Ensure that the remote control can be used by people who have difficulty reading or understanding text or symbols
People with low literacy, reading disorders, cognitive or intellectual impairments may have difficulty reading, understanding and remembering text and graphical symbols that are not simple, familiar and unambiguous.
There are different buttons, you get confused with them. There’s different buttons for different things.
Guidelines survey respondent.
Directions and techniques
Make text labels and icons simple and intuitive (high priority)
Icons or button shapes on the remote control should correspond to the icons used on screen. This will make it much easier for people to identify the right button without having to read a label or understand a symbol.
Standard icons & labels should be used wherever possible, so that associations previously learned on other products can be applied without the need for new learning. An example is the use of the standard italic ‘i’ for information. For guidance, refer to the online database ofGraphical Symbols for Use on Equipment (requires password) which is maintained by IEC (International Electrotechnical Commission) and ISO (International Organisation for Standardisation).

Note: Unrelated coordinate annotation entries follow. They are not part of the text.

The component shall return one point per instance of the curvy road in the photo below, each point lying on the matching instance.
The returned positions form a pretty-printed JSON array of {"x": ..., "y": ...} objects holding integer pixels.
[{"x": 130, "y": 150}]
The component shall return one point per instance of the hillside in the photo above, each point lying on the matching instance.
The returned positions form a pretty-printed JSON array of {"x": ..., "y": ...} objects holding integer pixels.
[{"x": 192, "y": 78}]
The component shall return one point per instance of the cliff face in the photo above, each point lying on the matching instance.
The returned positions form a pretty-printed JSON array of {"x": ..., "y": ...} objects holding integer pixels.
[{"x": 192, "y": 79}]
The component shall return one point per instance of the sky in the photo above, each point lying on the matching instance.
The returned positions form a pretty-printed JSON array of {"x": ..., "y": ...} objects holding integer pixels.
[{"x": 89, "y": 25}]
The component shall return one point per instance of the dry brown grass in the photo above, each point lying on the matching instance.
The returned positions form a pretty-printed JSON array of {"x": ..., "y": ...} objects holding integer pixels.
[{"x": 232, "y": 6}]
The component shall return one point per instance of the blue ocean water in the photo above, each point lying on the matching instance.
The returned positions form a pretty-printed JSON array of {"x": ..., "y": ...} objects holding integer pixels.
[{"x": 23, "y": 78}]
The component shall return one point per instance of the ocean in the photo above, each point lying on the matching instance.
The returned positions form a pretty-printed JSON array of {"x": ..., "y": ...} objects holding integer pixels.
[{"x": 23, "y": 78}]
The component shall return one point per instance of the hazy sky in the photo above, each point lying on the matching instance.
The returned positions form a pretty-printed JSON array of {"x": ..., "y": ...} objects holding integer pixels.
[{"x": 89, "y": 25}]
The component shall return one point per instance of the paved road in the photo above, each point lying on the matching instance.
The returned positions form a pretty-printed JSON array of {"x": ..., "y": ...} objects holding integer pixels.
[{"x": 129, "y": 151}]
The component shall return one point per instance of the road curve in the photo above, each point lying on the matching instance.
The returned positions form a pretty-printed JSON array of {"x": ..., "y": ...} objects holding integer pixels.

Maximise information by using both graphical symbols and text labels
Buttons should have easily recognisable and memorable graphical symbols as an aid for people who have difficulty understanding or reading text. Similarly, text labels should also be provided for people who have difficulty understanding or remembering symbols.
How you could test for this
To find out whether text labels and graphical symbols are easily read, it is necessary to run tests with people who might have difficulty, including people with vision impairments, cognitive impairments, intellectual impairments or reading disorders. Tests should encompass understanding, distinguishing and remembering. This is often referred to as ‘guessability’ and ‘learnability’.